While residing at his Ketchum estate, Hemingway wrote portions of "The Garden of Eden," a posthumously published novel about a writer who struggles to emerge from a problematic love triangle, and "A Moveable Feast," a lively memoir of his early days as a writer in Paris.

Previously, Hemingway had written parts of his 1940 novel "For Whom the Bell Tolls," about the Spanish Civil War, while residing at the Sun Valley Lodge.

Suffering from depression and a variety of health ailments, Hemingway killed himself with a 12-gauge shotgun in the front room of the house on July 2, 1961. He was 61.

Hemingway was buried in the Ketchum Cemetery, immediately north of downtown.

Mary Hemingway lived in the Ketchum house until 1986, when she fell ill during a visit to New York.
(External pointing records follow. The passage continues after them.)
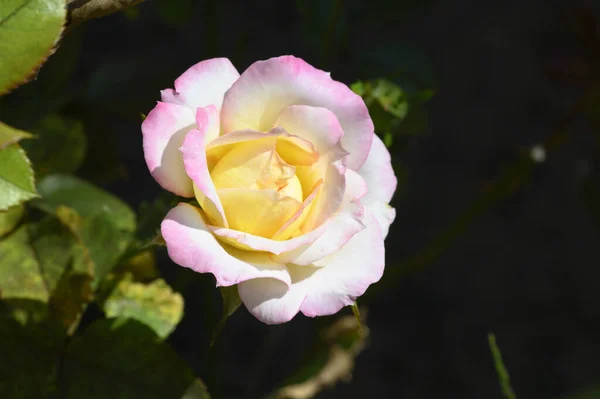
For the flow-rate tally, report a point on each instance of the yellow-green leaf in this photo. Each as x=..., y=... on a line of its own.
x=20, y=274
x=154, y=304
x=29, y=32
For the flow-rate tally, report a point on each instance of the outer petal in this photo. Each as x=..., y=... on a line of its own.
x=346, y=275
x=315, y=124
x=267, y=87
x=379, y=174
x=163, y=131
x=203, y=84
x=190, y=244
x=323, y=289
x=194, y=160
x=381, y=182
x=271, y=301
x=329, y=199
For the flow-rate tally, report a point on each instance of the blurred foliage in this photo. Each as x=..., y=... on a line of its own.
x=29, y=30
x=503, y=376
x=331, y=361
x=389, y=108
x=10, y=218
x=122, y=358
x=16, y=177
x=60, y=147
x=154, y=304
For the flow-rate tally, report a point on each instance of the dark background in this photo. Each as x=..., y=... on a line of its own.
x=521, y=263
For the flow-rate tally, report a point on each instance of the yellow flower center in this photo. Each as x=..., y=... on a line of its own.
x=258, y=186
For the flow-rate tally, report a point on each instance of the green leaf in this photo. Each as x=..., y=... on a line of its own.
x=29, y=31
x=231, y=302
x=66, y=269
x=154, y=304
x=51, y=90
x=20, y=273
x=16, y=177
x=30, y=354
x=85, y=198
x=102, y=222
x=394, y=111
x=123, y=358
x=10, y=135
x=10, y=218
x=80, y=11
x=500, y=368
x=60, y=147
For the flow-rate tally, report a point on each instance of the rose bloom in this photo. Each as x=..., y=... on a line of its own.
x=292, y=183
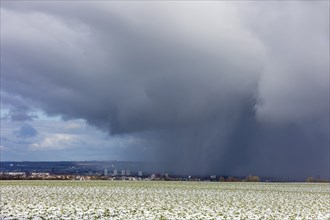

In her absence, she allowed The Nature Conservancy to use the house as the headquarters of its newly formed Idaho chapter.

Upon her death, Mary bequeathed the house to TNC, specifying that the property be used as a nature preserve and a nature-related reference library.

The acreage surrounding the house has been maintained in a relatively pristine state and is today the largest parcel of undeveloped land in the Ketchum city limits.

The house has been altered in places and has deteriorated somewhat. But as the Big Wood River relentlessly flows by, one needs little imagination to envision a scene from 45 years ago, of an elderly Hemingway standing in the great room, looking east toward the Sun Valley Lodge, contemplating the snow-capped mountains beyond.